The requested items were brought. He turned a mat over to its plain side and began to write. He made no attempt to organize his thoughts, jotting them down as they came to him. He scribbled in a rush, compulsively, feeling like an overwrought coffeehouse poet. But he stayed within his theme: it was time for everyone in the parish to abandon their houses of silence. In fragmented sentences, he tried to express his contempt for the narcos and their savagery—and his disapproval of those in the parish who had shut their eyes, their ears, their minds and mouths to the scourge that was all around them. He had only a vague idea, at first, of his purpose in writing; but when he’d filled two mats with his near-illegible scrawl, it came to him that he was composing a rough draft, a very rough draft, of Sunday’s homily. It would be like none he’d given before.
He wrote on, in a physical as well as a mental heat, breaking out in a sweat, until the waiter interrupted him.
“Pardon me, Padre. Jamie wishes to buy you a drink.”
“What? Who?”
The waiter gestured at the customer at the bar, who swung around on the stool to face him. It was Jamie García, the man who had left the message with Domingo a
sking to speak with Riordan. How long ago was it now? Two weeks at least, maybe three.
“Another Herradura. On the rocks.”
It was delivered shortly. He rolled the chilled glass across his forehead to cool the fever in his brain, then raised it in thanks to García.
“Padre Tim, can I join you for a moment?” the man called from across the room.
Riordan motioned to him, and he came over and sat down, looking as if he could crush the table with his bare hands. García was six feet tall, with an engine block of a torso and fingers as thick and brown as cigars.
“You don’t mind? I see that you’re busy.”
“I don’t mind at all. I should have called you days ago.”
García wanted to have a word with Riordan about his middle son, Danielo, who had been keeping odd hours, coming home at dawn, sleeping in till noon, driving off to who knew where in his brand-new truck. Danielo claimed to have a job at the copper mine, working a night shift, which may have accounted for those strange hours; but he was never dirty, and he could not possibly afford such a fine truck on a miner’s wages. Jamie was worried that his son was using drugs or, worse, had become involved with “those people.” (That was how nearly everyone referred to La Fraternidad, as if too fearful to utter its name.)

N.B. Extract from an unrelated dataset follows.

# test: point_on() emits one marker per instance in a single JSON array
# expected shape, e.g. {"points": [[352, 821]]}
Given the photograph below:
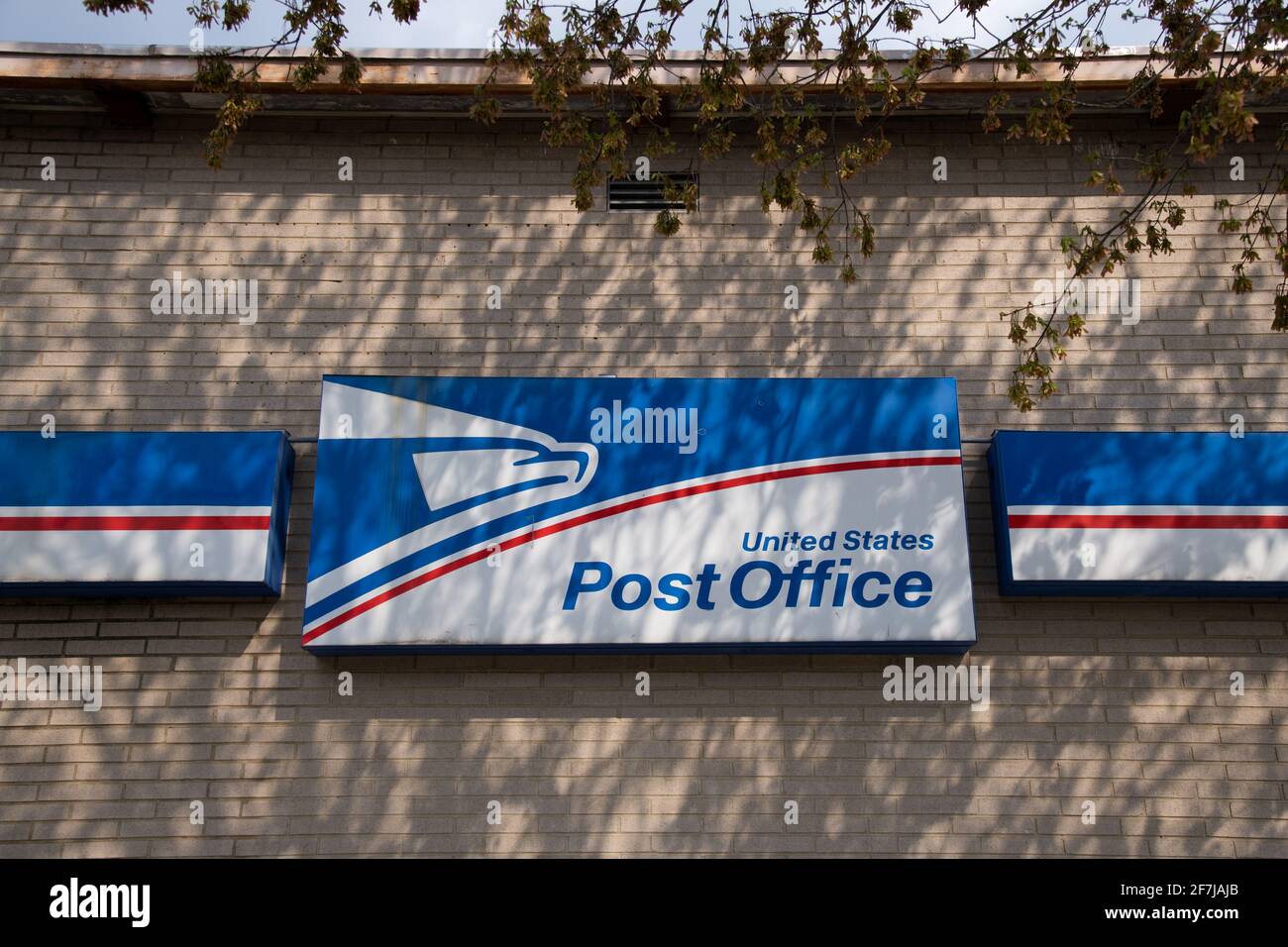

“Would you talk to him, Padre Tim? He’s only twenty-one. He’s young enough to straighten out if he’s doing something he should not be doing.”
“Have you spoken to him?”
“Sure. And not only once. But I can say nothing to him without making a big fight.”
Riordan felt for the man. He knew that García had been a fairly prosperous apple grower whose small orchard in the Santa Teresa valley produced enough fruit for sale as far away as Mexico City, with some left over for export. NAFTA ruined him, along with a million other small farmers in Mexico. American apples, more aesthetic than the Mexican variety, tumbled into the country by the trainload, while those grown in the country fell into the grasp of agribusiness giants. García couldn’t compete, sold out to one of the big firms for half of what his orchard was worth, and had been scraping by as a seasonal field hand ever since.